17. Traeger Bell Pepper & Onion Medley

A versatile and easy side dish. Sliced bell peppers and onions become sweet and tender with a hint of smoke.

Ingredients:

  • 2-3 bell peppers (various colors), sliced
  • 1 large onion, sliced
  • 1-2 tablespoons olive oil
  • Salt and freshly ground black pepper to taste
  • Optional: 1/2 teaspoon dried Italian herbs
  • Traeger pellets (any flavor)

Instructions:

  1. Preheat your Traeger to 375°F (190°C).
  2. In a large bowl, toss sliced bell peppers and onions with olive oil, salt, pepper, and Italian herbs (if using).
  3. Spread the vegetable mixture in a single layer on a baking sheet suitable for the grill or in a grill basket.
  4. Place on the Traeger and cook for 20-30 minutes, stirring occasionally, until vegetables are tender and slightly caramelized at the edges.
  5. Serve warm as a side dish.

18. Speedy Smoked Turkey Cutlets with Herb Rub

Turkey cutlets are thin and cook quickly, making them ideal for a fast weeknight meal. A simple herb rub enhances their flavor as they smoke.

Ingredients:

  • 4 turkey breast cutlets (about 1/4 to 1/2-inch thick)
  • 1 tablespoon olive oil
  • 1 teaspoon dried thyme
  • 1 teaspoon dried rosemary, crushed
  • 1/2 teaspoon garlic powder
  • Salt and black pepper to taste
  • Traeger pellets (apple or maple)

Instructions:

  1. Preheat your Traeger to 250°F (121°C) for more smoke, or 350°F (177°C) for faster cooking.
  2. Pat turkey cutlets dry. Rub lightly with olive oil.
  3. In a small bowl, combine thyme, rosemary, garlic powder, salt, and pepper. Sprinkle this rub evenly over both sides of the turkey cutlets.
  4. Place cutlets directly on the grill grates.
  5. If cooking at 250°F: Smoke for 30-45 minutes, or until internal temperature reaches 165°F (74°C).
  6. If cooking at 350°F: Cook for 10-15 minutes, flipping once, until internal temperature reaches 165°F (74°C).
  7. Let rest for a few minutes before serving.

19. Traeger Garlic Bread

Take your garlic bread to the next level by toasting it on the Traeger. It gets a lovely crispness and a hint of smoky flavor.

Ingredients:

  • 1 loaf French bread or Italian bread, sliced in half lengthwise
  • 1/4 cup unsalted butter, softened
  • 2-3 cloves garlic, minced
  • 1 tablespoon chopped fresh parsley (optional)
  • Pinch of salt
  • Traeger pellets (any flavor)

Instructions:

  1. Preheat your Traeger to 350°F (177°C).
  2. In a small bowl, combine softened butter, minced garlic, parsley (if using), and salt.
  3. Spread the garlic butter mixture evenly over the cut sides of the bread.
  4. Place the bread, butter-side up, directly on the Traeger grates.
  5. Cook for 8-12 minutes, or until the bread is toasted, edges are crispy, and butter is melted and bubbly.
  6. Slice and serve warm.

20. Easy Traeger Fruit Crisp (Apple or Berry)

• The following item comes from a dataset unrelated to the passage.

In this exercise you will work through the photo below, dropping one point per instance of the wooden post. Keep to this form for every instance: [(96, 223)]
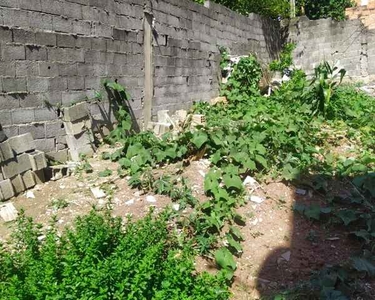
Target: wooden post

A simple and comforting dessert made right on your Traeger. Use seasonal fruit like apples or mixed berries with a basic crumble topping.

Ingredients:

  • 4-5 cups sliced apples (peeled and cored) or mixed berries (fresh or frozen)
  • 1 tablespoon lemon juice (for apples)
  • 1/4 cup sugar (adjust to fruit sweetness)
    For the Crumble Topping:
  • 1/2 cup all-purpose flour
  • 1/2 cup rolled oats (not instant)
  • 1/4 cup brown sugar, packed
  • 1/4 teaspoon ground cinnamon
  • 1/4 cup cold unsalted butter, cut into small pieces
  • Traeger pellets (apple or pecan)
  • Cast iron skillet or oven-safe baking dish (approx. 8×8 or 9-inch round)

Instructions:

  1. Preheat your Traeger to 375°F (190°C).
  2. If using apples, toss them with lemon juice and sugar in the skillet/baking dish. If using berries, just toss with sugar.
  3. Make Topping: In a medium bowl, combine flour, oats, brown sugar, and cinnamon. Cut in the cold butter using a pastry blender or your fingertips until the mixture resembles coarse crumbs.
  4. Sprinkle the crumble topping evenly over the fruit in the skillet/baking dish.
  5. Place the dish on the Traeger.
  6. Bake for 30-40 minutes, or until the topping is golden brown and the fruit is bubbly and tender.
  7. Let cool slightly before serving. Delicious with a scoop of vanilla ice cream.

Enjoy these easy and flavorful Traeger dinners!